Don't Bank On the Glut of Savings Being Spent
Comment of the Day

January 22 2021

Commentary by Eoin Treacy

Don't Bank On the Glut of Savings Being Spent

This article by Gary Shilling may be of interest to subscribers. Here is a section:

From a broader perspective, inflation results from demand exceeding supply, but since globalization commenced three decades ago, it’s been an excess supply world. Asian countries are big producers of exports they send to the West, but they’re weak consumers. China’s consumer spending is just 43% of GDP, compared with 68% for the U.S. So the resulting Asian saving glut generates price-depressing excess supply. Barring a tariff wall that seals off imports from Asia, any revival of U.S. consumer spending wouldn’t be big enough to eliminate global excess supply. And President Joe Biden is less zealous on the trade war with China than former President Donald Trump.

Finally, note that some investors aren’t anticipating surging inflation and interest rates. Technology-related and other growth stocks have low earnings yields, the inverse of price-to-earnings ratios, which are justified by low interest rates.
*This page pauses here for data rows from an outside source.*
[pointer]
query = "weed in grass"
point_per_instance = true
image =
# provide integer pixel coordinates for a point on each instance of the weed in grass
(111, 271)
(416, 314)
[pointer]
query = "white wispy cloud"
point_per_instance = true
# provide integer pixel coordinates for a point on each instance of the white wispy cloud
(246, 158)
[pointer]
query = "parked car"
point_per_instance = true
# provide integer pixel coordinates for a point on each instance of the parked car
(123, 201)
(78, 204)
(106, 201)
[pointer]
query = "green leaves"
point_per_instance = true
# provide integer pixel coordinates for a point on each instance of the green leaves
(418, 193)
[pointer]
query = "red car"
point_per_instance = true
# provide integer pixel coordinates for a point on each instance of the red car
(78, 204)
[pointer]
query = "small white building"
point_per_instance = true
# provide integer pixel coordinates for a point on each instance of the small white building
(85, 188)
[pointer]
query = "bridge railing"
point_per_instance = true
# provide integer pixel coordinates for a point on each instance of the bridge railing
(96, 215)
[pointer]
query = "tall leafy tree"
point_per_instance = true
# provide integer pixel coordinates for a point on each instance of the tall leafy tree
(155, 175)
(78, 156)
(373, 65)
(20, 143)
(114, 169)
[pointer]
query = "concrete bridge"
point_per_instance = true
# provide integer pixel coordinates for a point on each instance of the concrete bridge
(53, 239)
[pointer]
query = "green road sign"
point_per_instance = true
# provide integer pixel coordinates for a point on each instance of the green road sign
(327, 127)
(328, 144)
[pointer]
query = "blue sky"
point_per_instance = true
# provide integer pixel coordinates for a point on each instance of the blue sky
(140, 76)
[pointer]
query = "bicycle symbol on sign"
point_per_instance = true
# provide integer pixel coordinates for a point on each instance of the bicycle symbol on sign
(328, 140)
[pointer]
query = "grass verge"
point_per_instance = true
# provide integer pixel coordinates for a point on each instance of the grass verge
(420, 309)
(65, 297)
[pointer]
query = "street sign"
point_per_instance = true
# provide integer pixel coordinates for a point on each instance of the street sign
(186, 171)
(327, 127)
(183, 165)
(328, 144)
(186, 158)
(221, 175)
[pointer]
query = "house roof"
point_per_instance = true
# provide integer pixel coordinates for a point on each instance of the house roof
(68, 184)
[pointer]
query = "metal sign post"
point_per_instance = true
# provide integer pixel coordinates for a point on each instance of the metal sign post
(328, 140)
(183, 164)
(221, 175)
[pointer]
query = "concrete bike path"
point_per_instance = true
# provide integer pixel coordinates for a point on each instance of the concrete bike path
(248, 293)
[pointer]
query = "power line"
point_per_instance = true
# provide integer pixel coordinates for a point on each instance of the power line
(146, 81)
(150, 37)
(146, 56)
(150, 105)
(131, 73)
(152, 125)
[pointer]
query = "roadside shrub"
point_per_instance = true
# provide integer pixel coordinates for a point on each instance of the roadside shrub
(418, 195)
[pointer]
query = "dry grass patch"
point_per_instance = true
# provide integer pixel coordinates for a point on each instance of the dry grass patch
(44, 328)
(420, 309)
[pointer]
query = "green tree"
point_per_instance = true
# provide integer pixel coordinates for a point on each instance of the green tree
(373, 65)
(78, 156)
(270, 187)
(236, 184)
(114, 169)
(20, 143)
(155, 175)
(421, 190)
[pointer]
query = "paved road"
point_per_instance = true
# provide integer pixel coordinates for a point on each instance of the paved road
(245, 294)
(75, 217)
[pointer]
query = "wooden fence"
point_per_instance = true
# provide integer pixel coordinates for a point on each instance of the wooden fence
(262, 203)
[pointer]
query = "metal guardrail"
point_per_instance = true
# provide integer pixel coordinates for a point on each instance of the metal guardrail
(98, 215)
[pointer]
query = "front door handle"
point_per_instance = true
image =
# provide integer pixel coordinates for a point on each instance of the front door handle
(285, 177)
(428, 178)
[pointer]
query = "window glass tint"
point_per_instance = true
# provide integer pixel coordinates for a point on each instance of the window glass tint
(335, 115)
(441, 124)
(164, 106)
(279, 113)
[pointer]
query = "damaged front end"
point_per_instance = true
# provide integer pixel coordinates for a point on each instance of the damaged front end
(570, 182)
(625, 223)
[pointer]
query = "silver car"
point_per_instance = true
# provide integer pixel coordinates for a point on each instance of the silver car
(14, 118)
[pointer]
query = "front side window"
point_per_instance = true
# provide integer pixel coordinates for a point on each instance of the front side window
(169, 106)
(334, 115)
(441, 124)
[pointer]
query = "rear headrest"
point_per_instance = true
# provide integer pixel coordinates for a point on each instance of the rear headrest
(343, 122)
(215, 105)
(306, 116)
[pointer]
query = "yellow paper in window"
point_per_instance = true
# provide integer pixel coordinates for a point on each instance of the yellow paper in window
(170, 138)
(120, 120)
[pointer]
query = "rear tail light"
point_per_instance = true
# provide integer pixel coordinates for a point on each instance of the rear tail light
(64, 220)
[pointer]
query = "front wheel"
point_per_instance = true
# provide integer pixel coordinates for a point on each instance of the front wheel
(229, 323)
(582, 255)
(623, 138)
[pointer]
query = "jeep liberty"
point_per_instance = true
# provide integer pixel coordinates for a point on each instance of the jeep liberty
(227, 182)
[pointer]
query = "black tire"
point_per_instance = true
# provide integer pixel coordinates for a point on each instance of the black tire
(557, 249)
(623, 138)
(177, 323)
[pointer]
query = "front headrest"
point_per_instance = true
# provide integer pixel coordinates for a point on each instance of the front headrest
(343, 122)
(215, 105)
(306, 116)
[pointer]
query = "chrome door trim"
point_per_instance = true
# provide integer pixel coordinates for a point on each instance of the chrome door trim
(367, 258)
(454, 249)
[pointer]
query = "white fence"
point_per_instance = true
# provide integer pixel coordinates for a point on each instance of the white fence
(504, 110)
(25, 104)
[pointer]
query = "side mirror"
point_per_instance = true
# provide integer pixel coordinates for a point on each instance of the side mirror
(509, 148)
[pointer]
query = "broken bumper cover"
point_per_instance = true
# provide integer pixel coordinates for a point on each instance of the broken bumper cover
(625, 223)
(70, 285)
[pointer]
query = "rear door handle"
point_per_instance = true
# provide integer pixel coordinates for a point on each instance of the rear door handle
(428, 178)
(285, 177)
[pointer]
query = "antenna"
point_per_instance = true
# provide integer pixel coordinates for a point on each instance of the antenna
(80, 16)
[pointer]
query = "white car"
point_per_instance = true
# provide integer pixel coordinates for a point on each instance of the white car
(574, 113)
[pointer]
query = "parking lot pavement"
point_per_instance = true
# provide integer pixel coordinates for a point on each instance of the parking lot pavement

The theory is that their present stock values equal the discounted value of future earnings, so the lower that discounting interest rate, the more their equities are worth
today.

Earnings of $10 in 10 years hence is worth $9.05 today with a 1% discounting rate, but only $5.58 at 6%. So if investors expected a leap in inflation and interest rates, they’d probably be dumping growth stocks now.

Eoin Treacy's view

Is it different this time? That’s the big question for anyone who has been monitoring the markets for the last few decades. Every time we see a recovery from a major decline, there is evidence of inflationary pressures beginning to rise. In 40 years, they have not proved to have staying power.

Despite the fact the total of negative yielding debt is still over $16 trillion and governments have increased debt to GDP ratios by double digits in the last year, there is a still a big question about whether this will lead to persistent inflation.

The winning trade in bonds for the last decades has been to buy the dip. It has always worked. Many investment luminaries have built whole careers on buying the dip. The bull market will not end until that strategy stops working.

I’m firmly of the belief that bonds are where the biggest bubble is. Longer durations introduce much more interest rate sensitivity and particularly for governments and companies with ongoing funding requirements. I also believe this time is different. The Fed has moved how it measures inflation and banks are back in the credit creation business.

Just today I had an email from Chase telling me I have been preapproved for a personal loan. Here is a segment from the offer: 

My Chase Loan® uses only a portion of your Chase Sapphire Preferred® card's available credit so you can continue to use your card for purchases. Use your loan to make a larger purchase, pay for an unexpected expense or as an option in your financial planning – it's up to you.

"Do whatever you want with the money just please take it" is not something I've seen in the last couple of decades. It suggests banks are back as credit multipliers which was the missing ingredient to inflation after the Global Financial Crisis.  

I agree that as long as one believes interest rates can’t rise then worrying about valuations is time wasted. The extremely low interest rate environment and the potential for the USA and UK to also embark on yield curve control (following Japan, the EU and Australia), where interest rates are pegged at a permanently low level, supports the view that the bubble has further to expand.



Companies like Netflix, Sunrun and Tesla have benefitted enormously from free money. They are most susceptible to any significant change in the interest rate environment.   


Valuations on the mega-caps like Apple, Amazon, Microsoft etc. have increased but they have all firmed following multi-month consolidations this week. Alphabet is leading the way higher.

Pension funds and other institutional investors have become large investors in private equity. It is the only way they have been able to boost returns without taking on additional equity exposure. This focus on alternatives, which is justified by Modern Portfolio Theory, has introduced a lot of illiquid assets to pension portfolios. Fuzzy valuations and massive boosts during successive funding rounds only serve to further encourage additional allocations. The venture and private equity sectors are even more interest rate sensitive than listed companies.